2019-10-28	view: show X-Alt-Message-ID in permalink view, too
	Since we index X-Alt-Message-ID (because we need to placate some NNTP clients), we now display it as well, since that Message-ID could be the X-Alt-Message-ID that the reader is actually interested in.
2019-10-28	index: allow search/lookups on X-Alt-Message-ID
	Since we replace extra Message-ID headers with X-Alt-Message-ID to placate NNTP clients, we should allow searching and indexing on X-Alt-Message-ID just like we do with Message-ID.
2019-10-28	linkify: support adding "(raw)" link for Message-IDs
	And use it for the per-message permalink display.
2019-10-28	view: improve warning for multiple Message-IDs
	"refer" is not the correct term, here; since that would mean multiple messages have the current message in the "References:" header, and that's a normal occurence.
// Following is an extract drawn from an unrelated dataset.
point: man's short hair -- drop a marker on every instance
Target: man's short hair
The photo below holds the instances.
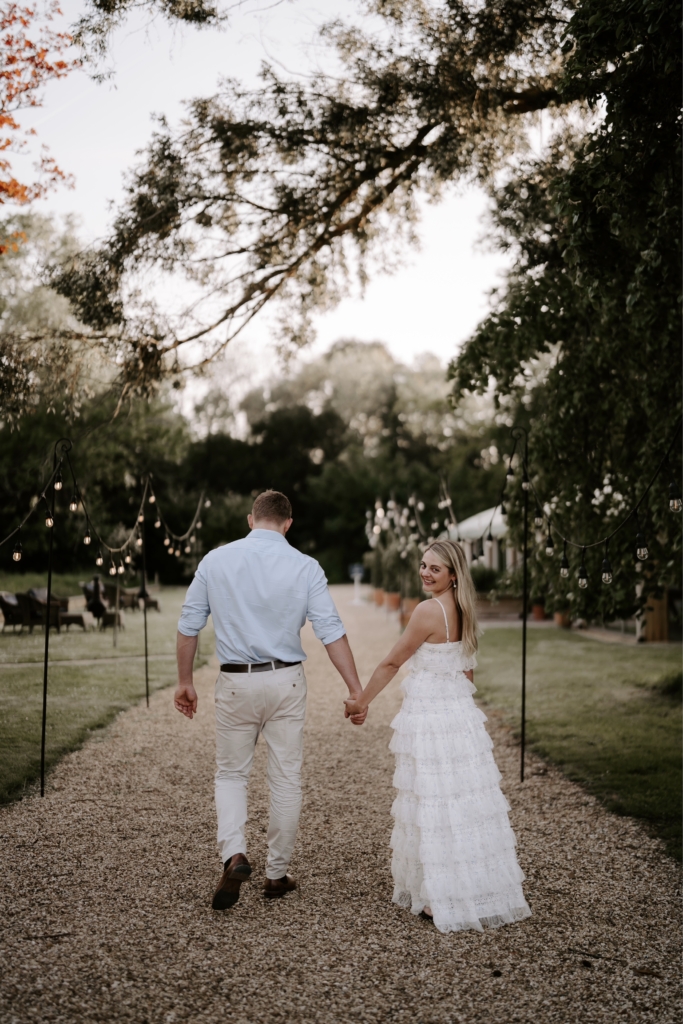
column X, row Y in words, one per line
column 271, row 505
Instead, we need to warn the reader that the given message itself has multiple Message-IDs.
2019-10-28	view: move '<' and '>' outside <a>
	Browsers may underline '<' and '>' in links, which may be confused with '≤' and '≥'. So have the Message-ID header display follow what we do with In-Reply-To headers and move the "<" and ">" outside of <a> in the HTML.
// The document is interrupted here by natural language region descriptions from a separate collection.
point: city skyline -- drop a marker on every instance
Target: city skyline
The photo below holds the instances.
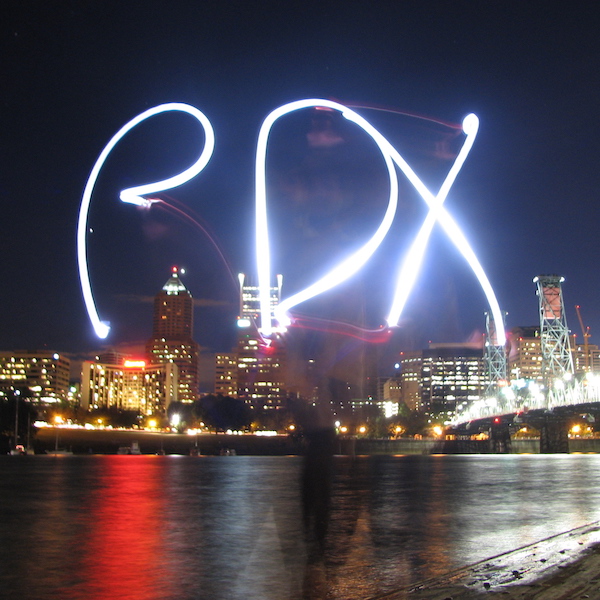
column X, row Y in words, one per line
column 532, row 163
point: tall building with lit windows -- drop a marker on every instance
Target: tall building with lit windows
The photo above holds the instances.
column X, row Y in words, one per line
column 525, row 354
column 226, row 374
column 260, row 366
column 452, row 377
column 442, row 378
column 172, row 335
column 43, row 374
column 129, row 385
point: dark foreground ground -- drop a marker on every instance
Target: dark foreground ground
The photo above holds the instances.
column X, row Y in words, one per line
column 564, row 567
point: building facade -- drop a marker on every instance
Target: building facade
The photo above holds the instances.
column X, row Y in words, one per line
column 254, row 371
column 42, row 374
column 453, row 376
column 226, row 374
column 172, row 332
column 132, row 385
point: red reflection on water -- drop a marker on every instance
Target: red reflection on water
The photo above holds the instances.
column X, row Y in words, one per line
column 121, row 555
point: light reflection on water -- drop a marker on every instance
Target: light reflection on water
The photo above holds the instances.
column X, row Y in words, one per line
column 160, row 527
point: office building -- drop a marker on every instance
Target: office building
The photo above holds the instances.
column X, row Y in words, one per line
column 260, row 364
column 42, row 375
column 172, row 332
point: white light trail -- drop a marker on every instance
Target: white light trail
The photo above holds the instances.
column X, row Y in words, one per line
column 348, row 267
column 410, row 267
column 133, row 195
column 355, row 261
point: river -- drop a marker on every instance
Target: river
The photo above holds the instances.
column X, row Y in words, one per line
column 229, row 527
2019-10-28	view: display redundant headers in permalink
	Mail headers can contain multiple headers of any type, so ensure we don't hide any information we're getting in the per-message permalink views. This means it's possible to have multiple From, Date, To, Cc, Subject, and In-Reply-To headers displayed. The thread indices are a special case, I guess, since we run out of space on the line if the headers too long and tools like mutt only show the first one.
2019-10-28	search: support multiple From/To/Cc/Subject headers
	We can easily support searching on messages with multiple From/To/Cc/Subject headers just like we do with multiple Message-ID headers. This matches the normal mutt pager display behavior.